6 Abraham haastte zich terug naar de tent en zei tegen Sara: ‘Snel, bak een paar koeken voor onze gasten en gebruik je beste meel.’
7 Daarna liep hij vlug naar buiten, naar de kudde en zocht een vet kalf uit. Hij gaf een knecht opdracht het dier te slachten en klaar te maken.
8 Korte tijd later zaten de drie mannen aan een maaltijd van kaas, melk en geroosterd kalfsvlees. Abraham stond naast hen onder de boom terwijl zij aten.

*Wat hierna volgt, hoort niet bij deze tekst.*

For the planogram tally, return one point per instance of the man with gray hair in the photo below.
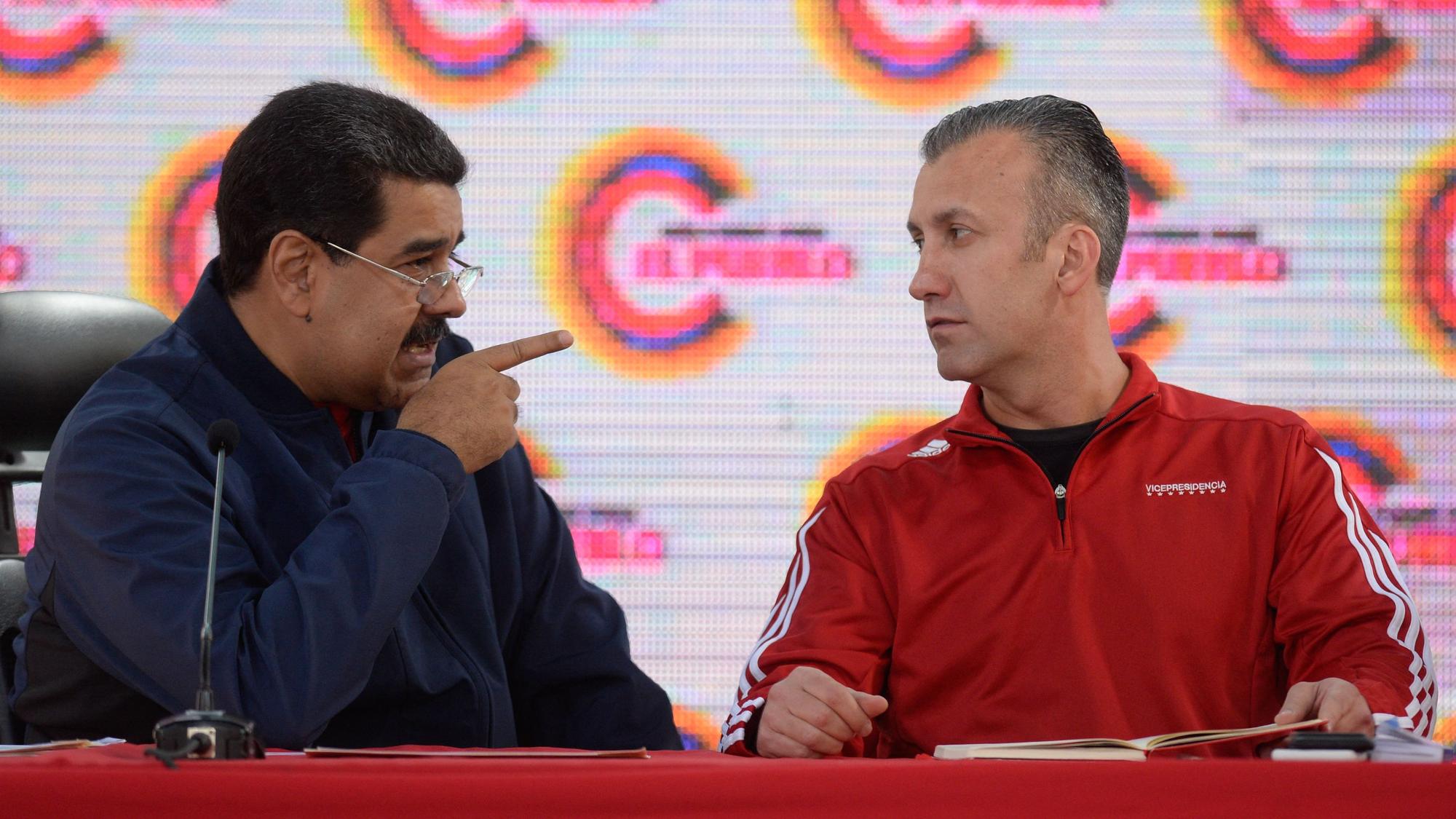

9 ‘Waar is uw vrouw Sara?’ vroegen de mannen hem. ‘In de tent,’ antwoordde Abraham.
10 Toen zei de reiziger: ‘Over een jaar zal Ik u weer bezoeken en dan zal Sara een zoon hebben.’ Sara zat bij de tentingang achter de mannen mee te luisteren.
11 Abraham en Sara waren allebei erg oud en Sara was te oud om nog kinderen te kunnen krijgen.
12 Daarom lachte ze in zichzelf om die woorden. ‘Een vrouw van mijn leeftijd die nog een kind krijgt? En dat met een man die zo oud is als Abraham?’ dacht ze.